Now that we have two things on the stack, in the right order, we call prefix to add that element to the original array:
( scratchpad ) { 1 2 2 3 4 4 4 5 6 }
( scratchpad ) [ 2 clump [ all-equal? not ] filter [ second ] map ] [ first ] bi prefix .
{ 1 2 3 4 5 6 }

Of course, this approach allocates some unnecessary intermediate structure. However, it took me about 20 seconds to write, and it worked the first time, I didn't have to mess around with variables, locals, or stack operations.

It works with other data types also:
( scratchpad ) { "a man" "a man" "a plan" "a canal" "panama" "panama" }
( scratchpad ) [ 2 clump [ all-equal? not ] filter [ second ] map ] [ first ] bi prefix .
{ "a man" "a plan" "a canal" "panama" }


Update: Daniel Ehrenberg came up with an even shorter version; figuring it out is an exercise for the reader: [ 2 clump [ = not ] assoc-filter values ] [ first ] bi prefix.
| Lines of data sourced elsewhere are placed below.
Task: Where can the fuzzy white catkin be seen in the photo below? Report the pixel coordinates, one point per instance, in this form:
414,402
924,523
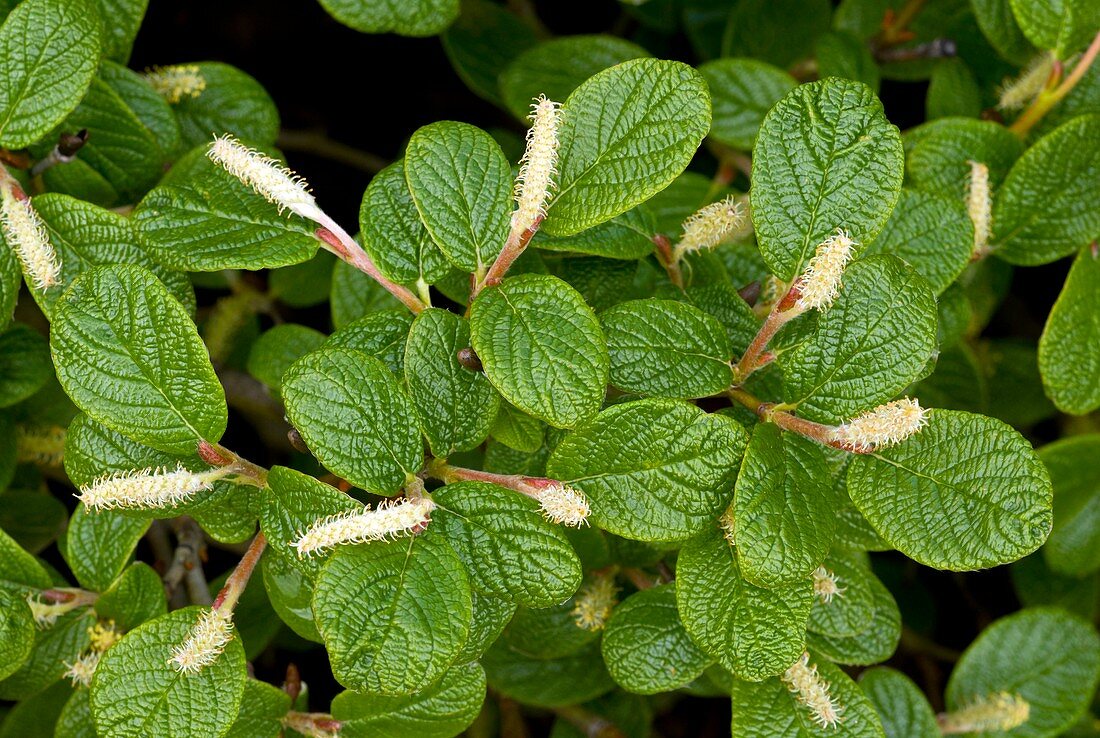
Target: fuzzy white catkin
146,488
710,226
266,176
205,642
821,281
887,425
26,235
387,521
538,166
813,692
563,505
Now, removing duplicates is so common that Factor already has a word in the sets vocabulary named prune which does exactly this, but with a different algorithm:

If you sort then iterate, you get an O(n log n) algorithm, and also it depends on there being an intrinsic order among the elements. Instead, you can use a hashtable; if you have good hashcodes, then in theory you get an O(n) algorithm (but the constant factors might be worse). The idea is that instead you iterate over your sequence, and check if each element is in the hashtable. If it's not there, it's a new element, and you flag it as such then add it to the hashtable. If it's already in the hashtable, you skip it.

3 comments:

Anonymous said...

what do assoc-filter word do ?

Slava Pestov said...

\ assoc-filter help

Unknown said...

What if the incoming sequence is not sorted? That was the original problem description.